Liz Sielatycki who heads the coalition known as Chaffee County Youth Alliance (part of the Communities That Care initiative) is in the third year working to identify health risk factors in the community and develop strategies to reduce those risk factors among youth in the community. She works for Family and Youth Initiatives (FYI) in the Prevention Division of Colorado Human Services as Communities That Care Facilitator.

Sielatycki said there are a number of health risks being monitored by the coalition, and some of the recent local statistical data representing the communities of Salida, Buena Vista, Poncha Springs and Nathrop, are sobering.

  • Substance Use: Youth in Chaffee County report high levels of alcohol, marijuana and tobacco use according to 2017 Healthy Kids Colorado Survey (HKCS) data. At the time of completing the survey, 46 percent  of high school students reported drinking alcohol in the last 30 days, 31.6 percent used marijuana in the last 30 days, 44.8 percent used an electronic vapor product in the last 30 days and 17.2 percent reported smoking a traditional cigarette on one or more of the last 30 days. Our local statistics are significantly higher than both the regional and state averages from 2017.
  • Mental Health: At the time of the survey, 19.8 percent of high school students in Chaffee County reported that they made a plan about how they would attempt suicide over the last 12 months and eight percent reported that they did make an attempt over the last 12 months. Sielatycki said the data represents the communities of Salida, Buena Vista, Poncha Springs and Nathrop.

Using research developed at the University of Washington, a risk and protective factor assessment work group identified three risk and three protective factors as priorities for community planning. These included the availability of substances; early initiation of substance use and the attitudes and involvement of parents in substance use.

Protective factors identified included community opportunities for pro-social involvement; school rewards for pro-social involvement and family opportunities for pro-social involvement. The group prioritized prevention strategies, with an eye toward focusing on protective factor strategies once risk factor strategies were implemented.

They often work with educators, including local school boards; one recent effort was to help support training in “How to Talk to Young People About Vaping.”

In September, the group made a presentation to Chaffee County Commissioners asking for their support. The group also encouraged board members to consider opting out of any effort to approved so-called marijuana hospitality open use areas in restaurants.

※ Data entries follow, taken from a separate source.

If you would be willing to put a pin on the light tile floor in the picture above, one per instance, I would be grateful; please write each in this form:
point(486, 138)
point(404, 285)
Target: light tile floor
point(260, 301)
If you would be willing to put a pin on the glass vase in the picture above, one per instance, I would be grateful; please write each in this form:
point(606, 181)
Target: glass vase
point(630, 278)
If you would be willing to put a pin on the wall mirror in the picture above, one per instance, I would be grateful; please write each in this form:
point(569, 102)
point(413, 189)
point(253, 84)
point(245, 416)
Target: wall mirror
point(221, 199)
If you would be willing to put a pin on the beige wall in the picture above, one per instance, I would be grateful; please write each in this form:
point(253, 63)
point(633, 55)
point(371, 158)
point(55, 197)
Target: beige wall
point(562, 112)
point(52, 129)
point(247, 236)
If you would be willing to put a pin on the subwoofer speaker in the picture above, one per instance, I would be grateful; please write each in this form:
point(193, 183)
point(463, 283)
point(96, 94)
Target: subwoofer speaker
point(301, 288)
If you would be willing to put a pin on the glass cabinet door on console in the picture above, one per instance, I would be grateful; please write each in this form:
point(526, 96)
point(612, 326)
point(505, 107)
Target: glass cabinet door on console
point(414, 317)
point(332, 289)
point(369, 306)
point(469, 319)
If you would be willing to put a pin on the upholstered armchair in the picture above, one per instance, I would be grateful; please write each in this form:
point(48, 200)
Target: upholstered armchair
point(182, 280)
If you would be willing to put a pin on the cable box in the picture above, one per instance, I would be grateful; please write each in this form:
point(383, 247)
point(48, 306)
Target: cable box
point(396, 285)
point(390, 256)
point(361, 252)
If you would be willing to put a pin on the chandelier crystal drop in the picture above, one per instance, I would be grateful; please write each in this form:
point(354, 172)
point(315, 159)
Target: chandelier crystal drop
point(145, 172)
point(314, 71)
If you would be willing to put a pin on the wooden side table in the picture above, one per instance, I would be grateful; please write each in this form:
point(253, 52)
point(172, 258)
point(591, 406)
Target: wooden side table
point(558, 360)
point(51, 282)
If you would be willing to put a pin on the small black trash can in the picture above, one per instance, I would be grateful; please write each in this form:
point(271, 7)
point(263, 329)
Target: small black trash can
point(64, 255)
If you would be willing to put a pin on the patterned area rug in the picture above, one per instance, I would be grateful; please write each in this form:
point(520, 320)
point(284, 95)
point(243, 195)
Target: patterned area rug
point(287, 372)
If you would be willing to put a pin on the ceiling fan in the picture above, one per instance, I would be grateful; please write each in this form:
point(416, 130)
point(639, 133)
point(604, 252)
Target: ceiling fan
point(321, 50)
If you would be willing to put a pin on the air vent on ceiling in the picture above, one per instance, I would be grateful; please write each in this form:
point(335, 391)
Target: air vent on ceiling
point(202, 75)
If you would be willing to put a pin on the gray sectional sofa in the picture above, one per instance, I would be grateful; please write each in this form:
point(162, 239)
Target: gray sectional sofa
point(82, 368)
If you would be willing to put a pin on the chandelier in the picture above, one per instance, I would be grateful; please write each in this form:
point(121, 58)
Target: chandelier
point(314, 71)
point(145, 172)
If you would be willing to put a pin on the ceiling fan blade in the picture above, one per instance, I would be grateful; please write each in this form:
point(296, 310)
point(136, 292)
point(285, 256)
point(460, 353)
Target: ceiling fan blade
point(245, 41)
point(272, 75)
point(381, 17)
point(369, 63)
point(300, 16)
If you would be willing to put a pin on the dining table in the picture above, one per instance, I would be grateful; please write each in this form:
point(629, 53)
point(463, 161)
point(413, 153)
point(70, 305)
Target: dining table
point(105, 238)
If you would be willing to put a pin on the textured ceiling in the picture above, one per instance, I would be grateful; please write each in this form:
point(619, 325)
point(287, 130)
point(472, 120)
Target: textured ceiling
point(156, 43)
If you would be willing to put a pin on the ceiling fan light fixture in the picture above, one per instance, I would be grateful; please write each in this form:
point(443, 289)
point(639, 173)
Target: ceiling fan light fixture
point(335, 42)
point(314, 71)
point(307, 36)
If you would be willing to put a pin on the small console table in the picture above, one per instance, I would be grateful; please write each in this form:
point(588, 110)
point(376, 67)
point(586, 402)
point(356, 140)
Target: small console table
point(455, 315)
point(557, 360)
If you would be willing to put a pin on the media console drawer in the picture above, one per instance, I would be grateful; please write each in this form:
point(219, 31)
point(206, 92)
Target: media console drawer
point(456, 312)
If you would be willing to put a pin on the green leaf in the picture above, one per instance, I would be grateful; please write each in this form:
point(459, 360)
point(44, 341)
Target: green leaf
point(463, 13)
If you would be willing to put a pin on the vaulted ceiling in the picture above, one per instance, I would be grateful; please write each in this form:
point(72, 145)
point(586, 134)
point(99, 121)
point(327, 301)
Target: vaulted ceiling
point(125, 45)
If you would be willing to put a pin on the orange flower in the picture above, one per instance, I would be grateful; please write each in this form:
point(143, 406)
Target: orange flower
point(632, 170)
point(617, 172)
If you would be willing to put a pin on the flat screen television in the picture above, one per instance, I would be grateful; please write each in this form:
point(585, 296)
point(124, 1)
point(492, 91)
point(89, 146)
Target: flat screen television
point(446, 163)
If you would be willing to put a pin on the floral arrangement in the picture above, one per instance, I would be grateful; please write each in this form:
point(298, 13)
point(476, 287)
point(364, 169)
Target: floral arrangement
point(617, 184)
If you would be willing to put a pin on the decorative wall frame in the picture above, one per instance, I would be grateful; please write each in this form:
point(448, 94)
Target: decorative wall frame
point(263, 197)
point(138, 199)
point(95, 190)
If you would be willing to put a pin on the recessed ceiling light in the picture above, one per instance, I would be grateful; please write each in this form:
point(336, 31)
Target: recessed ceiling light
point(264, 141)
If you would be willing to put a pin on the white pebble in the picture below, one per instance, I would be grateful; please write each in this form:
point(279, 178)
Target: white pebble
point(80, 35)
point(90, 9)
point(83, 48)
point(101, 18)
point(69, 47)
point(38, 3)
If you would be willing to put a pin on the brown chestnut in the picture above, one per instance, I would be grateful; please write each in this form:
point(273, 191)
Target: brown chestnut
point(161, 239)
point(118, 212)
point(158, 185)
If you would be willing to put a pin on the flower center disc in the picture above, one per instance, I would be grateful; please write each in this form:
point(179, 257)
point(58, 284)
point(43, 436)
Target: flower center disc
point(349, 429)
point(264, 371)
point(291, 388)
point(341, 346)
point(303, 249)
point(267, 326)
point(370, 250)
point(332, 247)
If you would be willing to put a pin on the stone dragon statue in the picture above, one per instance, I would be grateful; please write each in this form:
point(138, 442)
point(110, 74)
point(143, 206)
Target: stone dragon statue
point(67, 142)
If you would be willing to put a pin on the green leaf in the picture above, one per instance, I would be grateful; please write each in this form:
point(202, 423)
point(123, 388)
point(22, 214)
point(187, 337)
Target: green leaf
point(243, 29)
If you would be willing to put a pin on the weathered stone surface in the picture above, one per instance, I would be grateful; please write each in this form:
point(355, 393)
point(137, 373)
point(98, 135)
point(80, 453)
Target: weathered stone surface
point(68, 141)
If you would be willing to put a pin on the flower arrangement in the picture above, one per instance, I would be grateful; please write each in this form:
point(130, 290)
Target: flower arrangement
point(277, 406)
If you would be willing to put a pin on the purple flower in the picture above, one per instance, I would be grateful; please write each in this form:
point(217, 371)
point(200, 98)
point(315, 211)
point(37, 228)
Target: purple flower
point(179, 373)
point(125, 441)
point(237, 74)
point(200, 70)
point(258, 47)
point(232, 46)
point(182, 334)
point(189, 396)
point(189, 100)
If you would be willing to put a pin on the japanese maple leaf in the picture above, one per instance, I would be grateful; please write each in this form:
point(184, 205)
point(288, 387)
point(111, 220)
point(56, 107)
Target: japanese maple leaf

A year ago, members on the Key Leader and Community Board held their first Community Planning Workshop and after several meetings, selected strategies to address three identified priority risk factors: the availability of substances; early initiation of use before age 13; and parental attitudes and involvement in substance abuse.

Strategies include building public support for conventional enforcement of existing laws to fight the ease of substance availability; building support for evidence-based school substance abuse prevention curricula; and utilizing mass media resources to reduce favorable parental attitudes and involvement in substance abuse. The group wants to leverage statewide mass media campaigns to change community and social norms on the issue.

FYI’s vision statement is “Chaffee County residents are the safest, healthiest and most self-sufficient in Colorado.” The Chaffee County Youth Alliance mission statement says it “serves our community by creating opportunities, removing barriers and allocating resources to cultivate positive relationships and a promote youth and family well-being.”

“I think the narrative is starting to shift already,” said Sielatycki.  “What we’ve been hearing from youth already is actually ‘we need help quitting.’”

A year ago, members on the Key Leader and Community Board held their first Community Planning Workshop and after several meetings, selected strategies to address the three identified priority risk factors: the availability of substances; early initiation of use before age 13; and parental attitudes and involvement in substance abuse.

Strategies include building public support for conventional enforcement of existing laws to fight the ease of substance availability; building support for evidence-based school substance abuse prevention curricula; and utilizing mass media resources to reduce favorable parental attitudes and involvement in substance abuse. The group wants to leverage statewide mass media campaigns to change community and social norms on the issue.